Поэт в своей восьмой главе похож на Татьяну. Для лицейского его товарища, который с ним вырос и знает его наизусть, как я, везде заметно чувство коим Пушкин переполнен, хотя он, подобно своей Татьяне, и не хочет об этом чувстве знал свет.

Итак, Татьяна уже не только муза Пушкина, поэзия, да и, пожалуй, сама жизнь, но и выразительница его идей, чувств, мыслей говорит Онегину:

Но я другому отдана,

Я буду век ему верна.

Высказала она это именно как русская женщина, в этом ее апофеоза. Она высказывает правду поэмы. Именно в этих строках, пожалуй, заключен весь идеал героини. Перед нами русская женщина, смелая и духовно сильная. Разве может такая сильная натура, как Татьяна, основать свое счастье на несчастье другого? Счастье для нее, прежде всего, в гармонии духа. Могла ли решить иначе Татьяна, с ее высокой душой, с ее сердцем?
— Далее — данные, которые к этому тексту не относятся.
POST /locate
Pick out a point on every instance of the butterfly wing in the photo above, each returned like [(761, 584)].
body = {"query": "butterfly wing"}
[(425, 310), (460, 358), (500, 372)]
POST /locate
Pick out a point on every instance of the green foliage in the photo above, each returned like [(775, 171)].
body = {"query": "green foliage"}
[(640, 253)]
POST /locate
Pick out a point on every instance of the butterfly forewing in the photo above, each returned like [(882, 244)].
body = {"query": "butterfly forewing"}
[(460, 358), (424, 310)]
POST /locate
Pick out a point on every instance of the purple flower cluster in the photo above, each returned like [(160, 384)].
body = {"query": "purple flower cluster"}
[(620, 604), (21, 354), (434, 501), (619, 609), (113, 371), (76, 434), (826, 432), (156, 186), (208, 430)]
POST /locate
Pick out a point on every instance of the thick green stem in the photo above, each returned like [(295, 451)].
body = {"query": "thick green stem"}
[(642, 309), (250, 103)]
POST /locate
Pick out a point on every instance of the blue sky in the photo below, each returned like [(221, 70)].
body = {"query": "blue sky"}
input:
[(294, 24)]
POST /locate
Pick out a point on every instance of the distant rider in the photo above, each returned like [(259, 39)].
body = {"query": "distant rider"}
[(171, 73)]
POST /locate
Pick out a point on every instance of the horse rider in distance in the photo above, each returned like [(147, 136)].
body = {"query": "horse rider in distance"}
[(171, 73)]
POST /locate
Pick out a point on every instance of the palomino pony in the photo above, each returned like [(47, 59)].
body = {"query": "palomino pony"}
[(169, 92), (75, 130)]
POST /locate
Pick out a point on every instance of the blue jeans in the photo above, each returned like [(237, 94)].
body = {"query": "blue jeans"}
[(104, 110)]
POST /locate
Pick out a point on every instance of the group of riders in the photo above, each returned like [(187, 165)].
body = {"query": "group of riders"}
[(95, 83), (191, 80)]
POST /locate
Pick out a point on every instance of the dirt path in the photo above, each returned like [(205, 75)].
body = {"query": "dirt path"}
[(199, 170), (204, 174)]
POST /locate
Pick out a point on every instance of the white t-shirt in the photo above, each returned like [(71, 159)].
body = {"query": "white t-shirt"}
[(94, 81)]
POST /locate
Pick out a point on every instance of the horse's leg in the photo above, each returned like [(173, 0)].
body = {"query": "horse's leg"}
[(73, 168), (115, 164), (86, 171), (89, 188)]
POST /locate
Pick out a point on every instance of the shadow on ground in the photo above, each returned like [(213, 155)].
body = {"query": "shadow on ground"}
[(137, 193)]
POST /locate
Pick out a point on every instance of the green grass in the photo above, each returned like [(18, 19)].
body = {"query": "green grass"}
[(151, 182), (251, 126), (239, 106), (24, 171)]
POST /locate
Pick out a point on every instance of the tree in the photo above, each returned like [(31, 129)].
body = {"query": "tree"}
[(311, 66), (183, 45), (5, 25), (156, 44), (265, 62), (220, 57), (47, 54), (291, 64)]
Но вопрос, почему же Пушкин заставил свою «ласковую Музу» так страдать неизменно волнует читателя. Здесь, безусловно, надо отметить, что верный правде, только правде, он не сделал ее счастливой, он заставил ее плакать - о себе, об Онегине. Татьяна в своем несчастье усиливает трагедию Онегина; автор бросил его к ногам Татьяны, заставил его проклинать свой жребий, ужасаться собственной жизни. Он вырвал у Евгения жесточайшее признание:

Я думал: вольность и покой

Замена счастью. Боже мой!

Как я ошибся, как наказан!

В Татьяне еще раз видна сила духа русского человека, почерпнутая из народа. Татьяна - женщина такой душевной красоты, которая смиряла даже окружающую пошлость. И женщина эта была «покойна и вольна». Пушкин увел ее прочь, последним словом в ее признании оставив слово «верность». Ее прекрасная душа была открыта Пушкину вся, там не была ни одного темного уголка, куда бы он «не смог заглянуть своим мысленным взглядом». «Вольность и покой - замену счастью», никогда она не искала их, в угоду им никогда не отгораживалась от мира презрением и равнодушием. Она, может, и не знала счастья в любви, зато знала высокий нравственный закон, исключающий себялюбие («Нравственность (мораль) в природе вещей» Неккер), знала свою жизненную цель, ровным своим светом уже способную одарить жизнь до конца. Без оглядок и размышлений шла она к этой цели; шла твердо, потому что, «русская душою», цельная в самом своем существе, и не могла жить иначе.

Не может Татьяна пойти за Онегиным, ведь он «былинка, носимая ветром». Не такова она вовсе: у нее и в отчаянии, в страдальческом сознании, что погибла ее жизнь, все-таки есть нечто твердое и незыблемое, на что опирается ее душа. Это ее воспоминания детства, воспоминания родины, деревенской души, в которой началась ее смиренная, чистая жизнь, - это «крест и тень ветвей над могилой ее бедной няни». О, эти воспоминания и прежние образы ей теперь драгоценнее, ведь они только и остались ей, но они-то и спасают ее душу от окончательного отчаяния. И это не мало, нет, тут уже многое, потому что тут целое основание, тут нечто неразрушимое. Тут соприкосновение с родиной, с родным народом, с его святыней. «Есть глубокие и твердые души, - говорит Достоевский, - которые не могут сознательно отдать святыню свою на позор, хотя бы и из бесконечного страдания».

Но тем ужаснее трагедия Онегина. Ведь в речи Татьяны - ни тени мстительности. Потому и получается полнота возмездия, потому-то Онегин стоит «как громом пораженный». «Все козыри были у нее в руках, но она - не играла».

У кого из народов - такая любовная героиня: смелая и достойная, влюбленная - и непреклонная, ясновидящая - и любящая.